Die Einsteigervariante “Das neue Big Boss”
Der König möchte in ein neues Schloß ziehen und fordert von seinen Untergebenen das größte, schönste und prestigeträchtigste Palast-Gebäude, dass die Welt je gesehen hat. Wir, die Bauherren, versuchen ihm diesen Wunsch zu erfüllen. Wir bauen daraufhin Schlösser und Türme bis das ganze Spielfeld voll damit ist. Am Ende des Spiels stellen wir dann aber mit Erstaunen fest, dass unsere Türme und Schlösser leider gar keine Rolle mehr tragen. Es gewinnt nämlich der von uns, der ganz klassisch am meisten Geld angehäuft hat. Hm, da scheint der Transfer des Spielziels aus “Big Boss” (KONZERNE! GELD! MACHT!) irgendwie nicht so richtig gelungen zu sein. Aber um fair zu sein, “Das Neue Big Boss” ist schließlich nur eine “kostenlose” Zugabe und Variante.
Bauen nach Zahlen
Der Mechanismus ist aber abgesehen vom unpassenden Spielziel packend und macht Spaß. Wir kaufen uns mit Geld Baukarten mit Zahlenaufdruck. Mit diesen Karten können wir dann auf den nummerierten Feldern gleicher Zahl auf dem Spielfeld Schlösser gründen. Oder wir bauen an bestehenden Schlösseren an, sowohl in die Breite als auch in die Höhe. Nach jedem Bauen erhalten wir Geld, entsprechend dem aktuellem Wert der Burg. An welcher Burg wir bauen, spielt dabei keine Rolle, die Burgen haben zwar Wappen, gehören uns aber nie.
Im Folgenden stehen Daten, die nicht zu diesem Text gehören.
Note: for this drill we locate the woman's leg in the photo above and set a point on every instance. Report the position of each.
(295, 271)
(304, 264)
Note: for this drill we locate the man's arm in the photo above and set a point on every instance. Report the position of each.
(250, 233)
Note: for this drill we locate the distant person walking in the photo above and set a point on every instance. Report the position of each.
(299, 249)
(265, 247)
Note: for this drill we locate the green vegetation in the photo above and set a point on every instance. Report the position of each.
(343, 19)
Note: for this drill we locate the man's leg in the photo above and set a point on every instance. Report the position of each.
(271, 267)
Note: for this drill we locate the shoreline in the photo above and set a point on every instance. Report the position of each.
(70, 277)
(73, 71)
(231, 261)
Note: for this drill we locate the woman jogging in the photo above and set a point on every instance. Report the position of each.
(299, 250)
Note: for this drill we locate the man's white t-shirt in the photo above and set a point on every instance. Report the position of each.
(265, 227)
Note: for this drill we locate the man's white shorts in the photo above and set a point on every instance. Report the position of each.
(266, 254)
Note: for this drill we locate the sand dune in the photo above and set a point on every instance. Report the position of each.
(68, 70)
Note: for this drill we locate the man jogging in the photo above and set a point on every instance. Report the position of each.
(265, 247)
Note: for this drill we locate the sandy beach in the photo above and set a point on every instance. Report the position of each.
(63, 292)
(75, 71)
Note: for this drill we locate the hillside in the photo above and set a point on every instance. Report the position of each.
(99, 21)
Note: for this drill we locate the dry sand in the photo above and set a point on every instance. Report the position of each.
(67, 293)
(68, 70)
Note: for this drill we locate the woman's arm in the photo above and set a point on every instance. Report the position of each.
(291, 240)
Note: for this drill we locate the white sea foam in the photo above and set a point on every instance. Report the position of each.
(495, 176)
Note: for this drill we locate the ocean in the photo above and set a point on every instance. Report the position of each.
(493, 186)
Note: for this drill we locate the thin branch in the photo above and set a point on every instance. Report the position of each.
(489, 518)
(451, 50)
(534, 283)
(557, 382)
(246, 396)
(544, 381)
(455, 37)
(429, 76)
Die Wappen benötigen wir nur zum Ablesen des aktuellen Werts, damit wir nicht jedesmal nachzählen müssen. Je höher eine Burg, desto wertvoller wird sie (Man beachte den in der Einleitung erwähnten Untertitel). Während Steine in der untersten Ebene nur einen Punkt hinzufügen, bringt jede weitere Etage Punkte in Ihrer jeweiligen Höhe. Bauen können wir nur auf den Feldern, zu denen wir passende Baukarten ablegen. Einmal abgelegte Baukarten kommen nicht zurück, daher können wir optional auch Turmkarten kaufen, die zwar teurer sind, aber dafür (fast) überall einsetzbar sind. Nach einer Bauaktion können wir optional Adlige einsetzen, dafür verzichten wir zwar auf die Einnahmen die wir durch das Bauen erhalten würden, machen dies aber in der Hoffnung, dass der Adlige später mehr Wert sein wird. Ja, auch hier zeigt sich die “Aktien”-Herkunft von BigBoss sehr deutlich. So versuchen wir unsere Figuren möglichst “gewinnbringend” anzulegen und mit einem späteren Verschmelzen von zwei Konzernen, sorry, Burgen, zu vergolden. Bei der feindlichen Übernahme werden die (-Aktionäre-) Adeligen der alten Burg “ausbezahlt” – zum aktuellen Wert vor der Übernahme. Dieses sehr kapitalistische Vorgehen treiben wir solange mit rotierenden Dollarzeichen in den Augen, bis keine Burgsteine mehr gebaut werden können. Dann wird gezählt, alle Adligen bringen nochmal Geld nach Hause und wer dann am meisten Geld angerafft hat, hat gewonnen. Was das jetzt mit dem König zu tun hat, spielt dann auch keine Rolle mehr, wir sind ja reich genug, was interessiert uns jetzt seine Gunst noch? Nach der ersten Runde haben wir nun auch die kleinen “Tricks” durchschaut, um unsere Figuren möglich billig rein und möglichst teuer wieder herauszubekommen und freuen uns auf die nächste Runde um es diesmal noch raffinierter anzugehen. Man kann verstehen, warum das “alte” Big Boss so beliebt gewesen ist.
Die Profiversion
Bevor wir uns nun bei einem Online-Auktionshaus unserer Wahl nach dem aktuellen Sammlerwert von Big Boss erkundigen, wollen wir zunächst aber wissen, in wie weit sich „Alcazar“ nun von der neuen “Big Boss”-Variante unterscheidet, spielt es sich doch mit den gleichen Elementen. Augenfälligster Unterschied: Es gibt Brücken! Aber der Reihe nach. Der grundlegende Mechanismus bleibt augenscheinlich gleich:
Sind wir an der Reihe, entscheiden wir uns zwischen “Karte kaufen” und “Bauen”. Auch gesetzte Figuren können wir wie im Grundspiel vor dieser Entscheidung zum aktuellen Schloßwert zurück nach Hause bringen um an Geld zu kommen. Auch erhalten wir für eine Gründung, einen Um- oder Ausbau Geld vom König entsprechend dem aktuellen Schlosswert. Aber halt, Geld spielt am Ende in dieser Version gar nicht mehr die Hauptrolle!  Nur die HÖHE der Spielfiguren in Bezug auf das Stockwerk innerhalb der Schlösser bringt am Ende und nur dort die ersehnten Siegpunkte! Man beachte erneut die Doppeldeutigkeit des in der Einleitung erwähnten Untertitels. Sehr clever. Das macht so ein Texter bei einem Verlag also den ganzen Tag.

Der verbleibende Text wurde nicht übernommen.